Essaie de faire comme kwenspc dans un autre thread, et lance glaxium (apres un emerge) dans un terminal pour voir quel renderer OpenGL il prend.

----------

## kwenspc

plus précisement ici : https://forums.gentoo.org/viewtopic-t-336285.html

----------

## didier30

glaxium

Depth buffer depth : 24

Stencil buffer will be used for shadows.

Found textures in /usr/share/games/glaxium

Number of texture units               : 4

Number of general combiners available : 8

Nvidia NV2x video card found (geforce 3/4)

Glaxium will use anisotropy texture : 8.000000

Opened audio at 22050 Hz 16 bit stereo, 1024 bytes audio buffer

Number of mixing channels : 22

YES !!! I found a joystick...

OpenGL Info : NVIDIA Corporation

              GeForce FX 5700LE/AGP/SSE/3DNOW!

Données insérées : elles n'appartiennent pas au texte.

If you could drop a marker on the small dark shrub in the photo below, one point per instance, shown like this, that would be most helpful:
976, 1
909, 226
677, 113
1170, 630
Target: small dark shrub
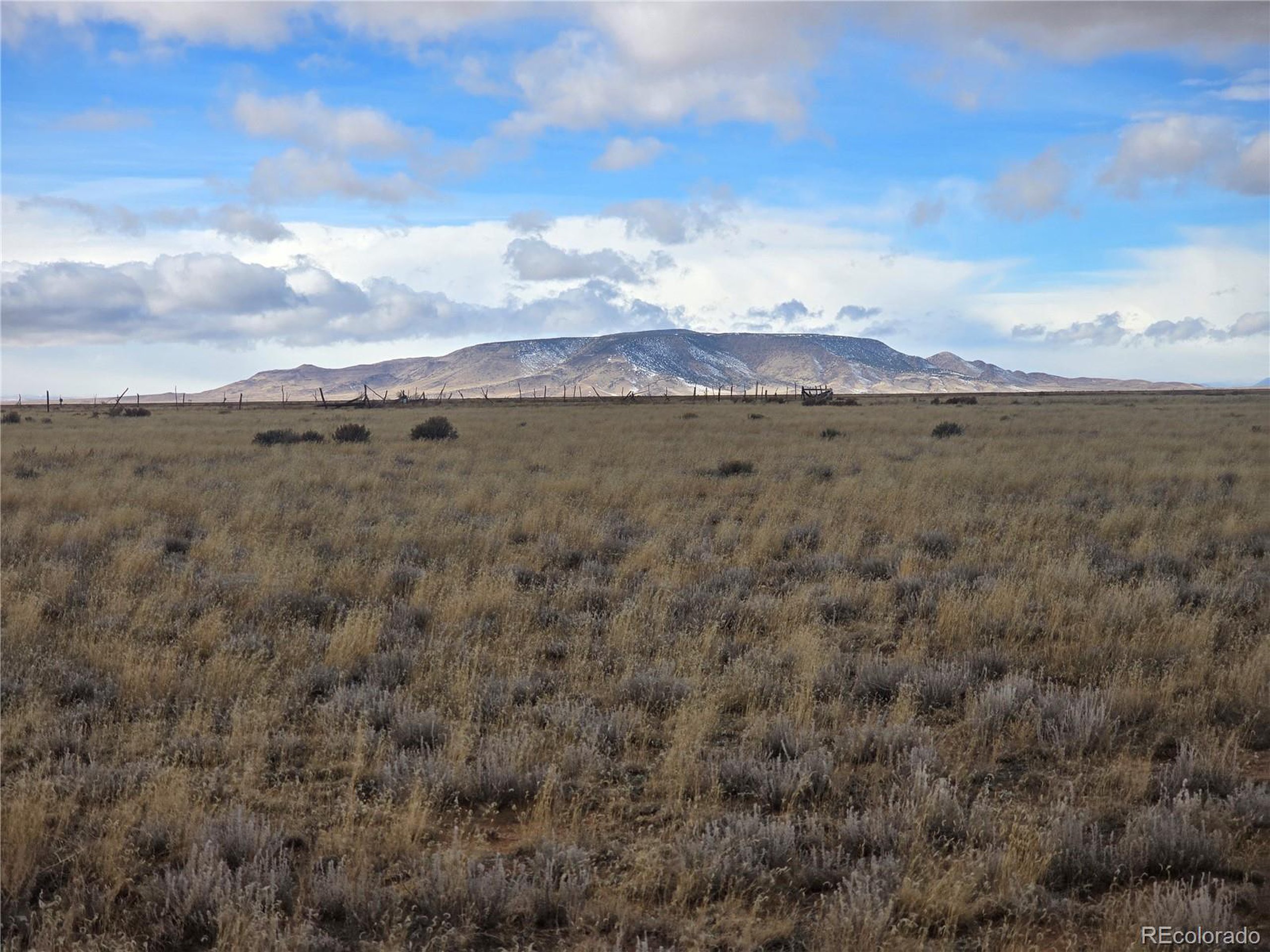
272, 438
435, 428
938, 545
734, 468
351, 433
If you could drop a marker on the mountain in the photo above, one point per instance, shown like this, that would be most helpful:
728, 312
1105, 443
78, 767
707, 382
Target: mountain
661, 361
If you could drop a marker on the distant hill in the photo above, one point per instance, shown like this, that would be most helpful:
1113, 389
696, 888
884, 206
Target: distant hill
667, 361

              1.5.3 NVIDIA 71.74

Fatal signal: Segmentation Fault (SDL Parachute Deployed)

----------

## kwenspc

en effet c'est encore plus bizarre que moi  :Confused: 

il prend bien les bonnes lib opengl, mais là c'est sdl qui foire 

faudrait des spécialistes nvidia. as tu essayés de downgradés tes drivers? (c'ets un petit peu empirique comme méthode mais nvidia ça fait 1 ans que j'y ait pas touché...)

----------

## didier30

 *kwenspc wrote:*   

> en effet c'est encore plus bizarre que moi 
> 
> il prend bien les bonnes lib opengl, mais là c'est sdl qui foire 
> 
> faudrait des spécialistes nvidia. as tu essayés de downgradés tes drivers? (c'ets un petit peu empirique comme méthode mais nvidia ça fait 1 ans que j'y ait pas touché...)

 

ça me rassure pas tout ça  :Crying or Very sad: 

j'essay de downgrader mes pilotes en 6629

----------

## marvin rouge

est ce que tu as des erreurs dans tes logs ?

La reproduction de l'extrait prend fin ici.